妻と成城にある旧猪俣邸を訪ねました。建築家・吉田五十八(いそや)の設計で昭和42年、(財)労務行政研究所の理事長を務めた猪俣猛夫妻のために建てられた住宅です。
数奇屋造りの建物と庭園の美しさは一級品といえるでしょう。現在は「財団法人せたがやトラスト」で管理され一般にも無料で公開されております。なお、月曜日は休みです。
吉田五十八は和風建築で有名な建築家で、上野毛の五島美術館、奥多摩御岳にある川合玉堂美術館、吉兆、金田中などの料亭、数多くの芸術家や俳優、歌舞伎役者、政治家などの家を設計しております。ただコンクリート造を木造に見せるなどの面もあって、純粋さを求める若き学生時代の私たちは「吉田うそっぱち」などと言って好きではありませんでした。
しかしあらためてそのような造りの玉堂美術館を先日訪れてみてその美しさを感じ、若さとはいえ失礼なことを言っていたなと今ではその至らなさを恥ずかしく思います。
この猪俣邸も私が好きな建物で、過去二回訪れております。今日は初めて来る妻の案内役です。
小田急線成城学園駅から十分ほど歩くと生垣と門が見えてきます。
少し背をかがめたくなるような低い門をくぐると玄関へ導かれます。門の脇には待合のようなちょっと腰を掛ける場所も用意されております。
玄関前から左手を見ると茶室へ延びている廊下があり、ここから玄関前に立つ来客が格子窓を通して確認できます。
振り返って見た玄関踏み込みです。私の背後が正面になります。
正面で床の間風の飾り棚が迎えてくれます。右に行くと居間です。左に明かりが見えるのは茶室へ続く廊下です。

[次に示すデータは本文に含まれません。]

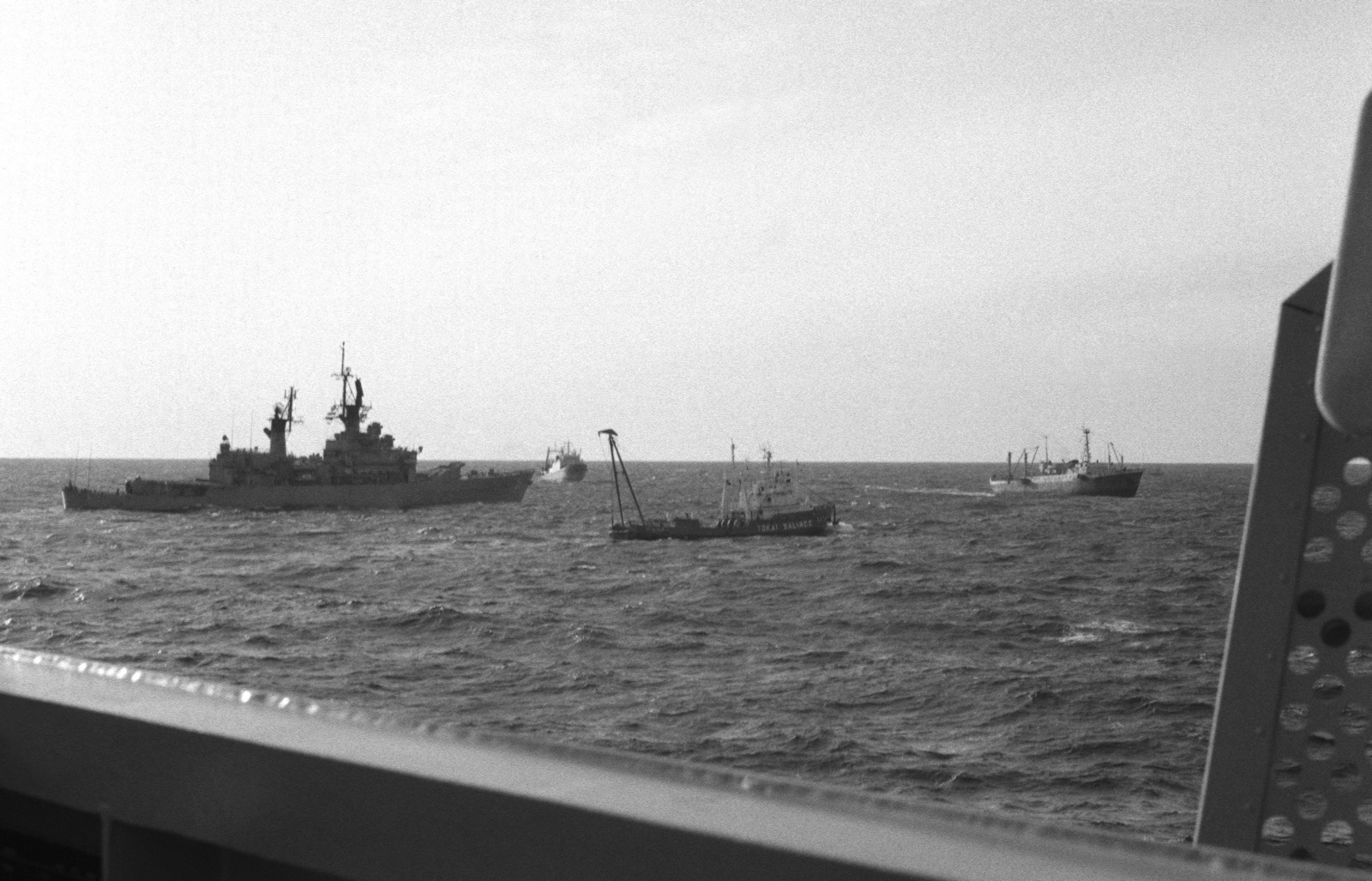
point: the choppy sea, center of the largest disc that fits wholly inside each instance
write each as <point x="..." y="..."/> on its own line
<point x="1049" y="658"/>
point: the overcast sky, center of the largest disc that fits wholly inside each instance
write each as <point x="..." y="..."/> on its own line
<point x="854" y="229"/>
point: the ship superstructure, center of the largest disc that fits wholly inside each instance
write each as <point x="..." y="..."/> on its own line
<point x="358" y="468"/>
<point x="1077" y="476"/>
<point x="773" y="504"/>
<point x="564" y="464"/>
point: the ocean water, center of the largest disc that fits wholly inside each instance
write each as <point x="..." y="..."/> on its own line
<point x="1047" y="658"/>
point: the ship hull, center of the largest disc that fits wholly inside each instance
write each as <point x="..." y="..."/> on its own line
<point x="1117" y="483"/>
<point x="813" y="522"/>
<point x="508" y="487"/>
<point x="571" y="474"/>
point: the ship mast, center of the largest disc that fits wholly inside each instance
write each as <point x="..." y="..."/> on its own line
<point x="350" y="413"/>
<point x="614" y="453"/>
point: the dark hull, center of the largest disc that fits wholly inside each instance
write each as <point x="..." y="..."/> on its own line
<point x="814" y="522"/>
<point x="569" y="474"/>
<point x="508" y="487"/>
<point x="1118" y="483"/>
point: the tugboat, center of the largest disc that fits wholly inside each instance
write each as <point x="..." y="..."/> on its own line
<point x="357" y="469"/>
<point x="767" y="507"/>
<point x="563" y="466"/>
<point x="1079" y="476"/>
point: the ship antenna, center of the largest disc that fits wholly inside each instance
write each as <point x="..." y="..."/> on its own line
<point x="614" y="453"/>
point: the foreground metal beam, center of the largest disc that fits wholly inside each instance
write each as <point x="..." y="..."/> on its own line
<point x="158" y="777"/>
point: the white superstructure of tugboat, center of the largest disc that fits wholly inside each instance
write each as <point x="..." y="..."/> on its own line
<point x="563" y="466"/>
<point x="358" y="468"/>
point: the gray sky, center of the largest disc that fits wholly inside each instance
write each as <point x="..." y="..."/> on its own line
<point x="854" y="229"/>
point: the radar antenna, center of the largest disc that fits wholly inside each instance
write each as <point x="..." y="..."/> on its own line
<point x="345" y="375"/>
<point x="287" y="411"/>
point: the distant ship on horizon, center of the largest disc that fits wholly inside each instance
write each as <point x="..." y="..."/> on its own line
<point x="563" y="466"/>
<point x="1079" y="476"/>
<point x="357" y="469"/>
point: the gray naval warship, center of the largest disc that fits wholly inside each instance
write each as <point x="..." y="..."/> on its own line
<point x="357" y="469"/>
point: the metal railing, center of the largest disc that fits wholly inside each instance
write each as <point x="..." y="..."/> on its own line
<point x="114" y="773"/>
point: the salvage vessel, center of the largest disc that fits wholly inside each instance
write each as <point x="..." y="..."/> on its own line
<point x="766" y="507"/>
<point x="1079" y="476"/>
<point x="563" y="466"/>
<point x="358" y="468"/>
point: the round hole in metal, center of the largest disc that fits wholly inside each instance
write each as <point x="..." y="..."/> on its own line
<point x="1309" y="604"/>
<point x="1303" y="661"/>
<point x="1328" y="686"/>
<point x="1337" y="833"/>
<point x="1294" y="716"/>
<point x="1278" y="830"/>
<point x="1319" y="549"/>
<point x="1335" y="631"/>
<point x="1355" y="720"/>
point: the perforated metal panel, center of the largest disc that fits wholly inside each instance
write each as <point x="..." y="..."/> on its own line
<point x="1289" y="770"/>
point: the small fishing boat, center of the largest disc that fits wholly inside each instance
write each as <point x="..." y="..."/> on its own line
<point x="563" y="466"/>
<point x="768" y="507"/>
<point x="1079" y="476"/>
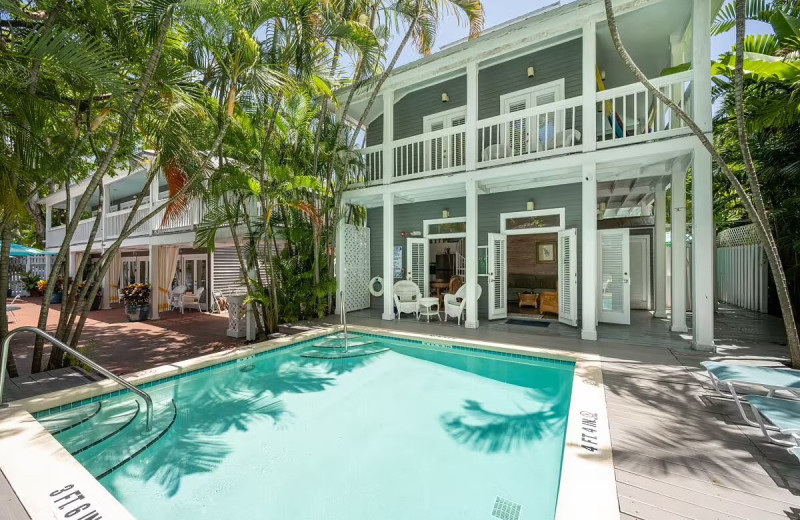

居間です。左手には庭園が広がり、右に中庭とそれに面した食事のスペースがあります。
一方こちらは茶室への廊下です。
途中にある明り取りの窓と明かりです。
茶室です。
こちらは居間から見た茶室外観です。
待合の先に門があります。
その先に蹲(つくばい)があります。写真は振り返ってみたところです。
茶室です。
茶室の前から庭に導く小道には瓦が埋め込まれています。
書斎前の庭から縁先を通すと、左手前から寝室に使われたであろう和室、たんす置き場にもなっているウォークインクローゼット、ご夫人の部屋、居間が見通せます。
実は書斎の奥に小さな茶室があと一つあり、それが大変素敵なのですが、広角でない私のカメラではうまく撮れませんでした。
560坪の敷地に112坪の平屋の邸宅。母屋の施工は木造で第一級の技術を持つ水沢工務店、茶室は丸富工務店だそうです。贅沢でよい建物を拝見させていただきました。